Jeudi, ce sont les gardes-côtes italiens qui ont signalé à l'Open Arms deux embarcations en difficulté à 73 milles nautiques des côtes libyennes, avant de préciser que Tripoli prenait la coordination des opérations.

Depuis quelques mois, il arrive souvent que Rome signale des embarcations en détresse puis que les gardes-côtes libyens se chargent des opérations. Même si selon le programme européen de formation et d'équipement des gardes-côtes libyens, ces derniers ne seront en mesure de coordonner les opérations de secours qu'à partir de 2020.

Pour les migrants, la différence est de taille: ceux secourus par les gardes-côtes libyens sont reconduits en Libye, où beaucoup subissent un nouveau cycle de violences et d'abus.

Jeudi, la vedette libyenne est arrivée au bout d'une heure, et malgré des menaces de mort, l'ONG espagnole a refusé de lui transférer les migrants. Après 48 heures d'hésitation, les autorités italiennes ont accepté samedi qu'elle accoste à Pozzallo, "compte tenu des conditions précaires des migrants à bord", selon les gardes-côtes italiens.

- Code de conduite -

La Commission européenne a suivi "de près" la situation, selon sa porte-parole Natasha Bertaud, qui a cependant appelé les ONG à respecter le code de conduite établi l'an dernier par Rome, prévoyant que seuls les migrants dont le sauvetage est coordonné depuis Rome peuvent débarquer en Italie.

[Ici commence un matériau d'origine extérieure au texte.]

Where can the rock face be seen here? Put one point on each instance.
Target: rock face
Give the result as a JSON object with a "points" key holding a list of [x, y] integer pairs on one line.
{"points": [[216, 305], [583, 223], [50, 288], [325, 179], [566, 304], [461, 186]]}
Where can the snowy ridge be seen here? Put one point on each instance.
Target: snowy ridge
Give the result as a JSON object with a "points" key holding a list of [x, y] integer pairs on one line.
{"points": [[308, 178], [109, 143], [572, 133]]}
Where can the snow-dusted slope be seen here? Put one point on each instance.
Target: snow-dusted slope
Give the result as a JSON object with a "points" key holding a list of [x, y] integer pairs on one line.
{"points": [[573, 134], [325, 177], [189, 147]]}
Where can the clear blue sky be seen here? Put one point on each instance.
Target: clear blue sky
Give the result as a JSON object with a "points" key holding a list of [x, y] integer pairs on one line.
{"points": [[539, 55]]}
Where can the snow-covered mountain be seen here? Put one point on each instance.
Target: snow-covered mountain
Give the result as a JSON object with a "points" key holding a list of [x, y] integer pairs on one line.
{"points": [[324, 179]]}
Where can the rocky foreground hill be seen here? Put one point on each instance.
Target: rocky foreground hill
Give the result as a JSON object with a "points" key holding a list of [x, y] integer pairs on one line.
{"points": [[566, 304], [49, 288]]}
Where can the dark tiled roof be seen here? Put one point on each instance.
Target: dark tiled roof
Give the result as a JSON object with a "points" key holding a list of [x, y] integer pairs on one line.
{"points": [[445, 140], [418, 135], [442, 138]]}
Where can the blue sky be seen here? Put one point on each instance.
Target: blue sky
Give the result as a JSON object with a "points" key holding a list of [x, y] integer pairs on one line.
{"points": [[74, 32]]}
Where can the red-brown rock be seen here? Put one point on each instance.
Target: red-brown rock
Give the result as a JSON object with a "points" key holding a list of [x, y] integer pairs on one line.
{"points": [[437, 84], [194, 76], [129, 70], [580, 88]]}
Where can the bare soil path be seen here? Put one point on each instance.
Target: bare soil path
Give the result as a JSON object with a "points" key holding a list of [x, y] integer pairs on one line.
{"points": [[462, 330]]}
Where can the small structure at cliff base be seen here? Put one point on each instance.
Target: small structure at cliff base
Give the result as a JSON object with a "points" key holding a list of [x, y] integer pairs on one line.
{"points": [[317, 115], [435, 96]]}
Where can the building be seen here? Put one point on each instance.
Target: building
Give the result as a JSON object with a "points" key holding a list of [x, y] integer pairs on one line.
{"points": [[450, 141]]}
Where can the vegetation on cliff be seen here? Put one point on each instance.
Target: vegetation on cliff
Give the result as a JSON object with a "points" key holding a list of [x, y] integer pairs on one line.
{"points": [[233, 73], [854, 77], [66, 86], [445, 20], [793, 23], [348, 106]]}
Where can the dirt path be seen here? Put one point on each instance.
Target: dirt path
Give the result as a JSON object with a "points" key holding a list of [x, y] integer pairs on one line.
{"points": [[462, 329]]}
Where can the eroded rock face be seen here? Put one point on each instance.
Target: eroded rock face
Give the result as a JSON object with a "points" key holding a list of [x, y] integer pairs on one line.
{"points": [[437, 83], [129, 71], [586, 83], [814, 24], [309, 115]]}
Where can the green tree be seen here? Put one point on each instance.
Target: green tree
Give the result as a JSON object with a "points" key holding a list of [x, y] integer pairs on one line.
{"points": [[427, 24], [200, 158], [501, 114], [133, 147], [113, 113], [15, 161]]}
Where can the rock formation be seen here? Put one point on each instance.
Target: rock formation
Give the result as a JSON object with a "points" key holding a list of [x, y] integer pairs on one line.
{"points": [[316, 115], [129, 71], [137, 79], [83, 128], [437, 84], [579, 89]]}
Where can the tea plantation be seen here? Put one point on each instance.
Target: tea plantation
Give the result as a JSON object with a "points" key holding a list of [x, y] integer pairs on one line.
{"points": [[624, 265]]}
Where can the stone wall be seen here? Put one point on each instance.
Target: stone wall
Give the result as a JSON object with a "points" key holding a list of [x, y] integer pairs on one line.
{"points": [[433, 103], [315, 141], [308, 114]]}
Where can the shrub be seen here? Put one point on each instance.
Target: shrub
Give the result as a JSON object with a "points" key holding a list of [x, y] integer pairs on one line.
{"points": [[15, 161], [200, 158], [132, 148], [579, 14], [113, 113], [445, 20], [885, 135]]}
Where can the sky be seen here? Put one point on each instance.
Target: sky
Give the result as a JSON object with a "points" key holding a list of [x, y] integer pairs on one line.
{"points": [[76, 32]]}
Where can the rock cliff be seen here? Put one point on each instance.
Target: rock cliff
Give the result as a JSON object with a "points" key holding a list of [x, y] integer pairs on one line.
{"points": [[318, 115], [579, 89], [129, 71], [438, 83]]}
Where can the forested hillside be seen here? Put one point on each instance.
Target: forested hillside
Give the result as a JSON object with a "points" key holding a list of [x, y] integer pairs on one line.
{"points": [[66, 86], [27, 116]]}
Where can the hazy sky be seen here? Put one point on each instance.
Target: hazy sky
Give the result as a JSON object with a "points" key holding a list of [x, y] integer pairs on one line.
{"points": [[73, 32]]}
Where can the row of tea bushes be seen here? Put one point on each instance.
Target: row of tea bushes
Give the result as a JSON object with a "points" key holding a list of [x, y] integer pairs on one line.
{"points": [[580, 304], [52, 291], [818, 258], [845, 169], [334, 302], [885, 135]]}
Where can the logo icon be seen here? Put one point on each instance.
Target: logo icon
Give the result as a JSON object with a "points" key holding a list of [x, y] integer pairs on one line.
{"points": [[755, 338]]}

L'été dernier, la justice italienne avait déjà saisi le Iuventa, navire de l'ONG allemande Jugend Rettet, qui dénonce "une répétition de fausses accusations". La justice a jusqu'à présent maintenu la saisie et une nouvelle audience est prévue le 23 avril à Rome.

Pour l'Open Arms, un juge de Raguse (Sicile) a jusqu'à mardi soir pour valider ou non la saisie.

"Enfin un parquet italien bloque le trafic d'êtres humains !" s'est félicité Matteo Salvini, chef de la Ligue (extrême droite), premier parti de la coalition de droite après les élections du 4 mars.

A la suite d'accords controversés conclus par Rome avec les autorités et des milices libyennes, les débarquements ont baissé de plus de 60% depuis l'été 2017. Cette année, les autorités ont recensé 6.100 arrivées.

Mais dans le même temps, au moins 358 migrants sont morts dans cette zone, selon l'Organisation internationale pour les migrations (OIM), soit 1 pour 17 arrivés en Italie, contre 1 sur 33 l'an dernier à la même période.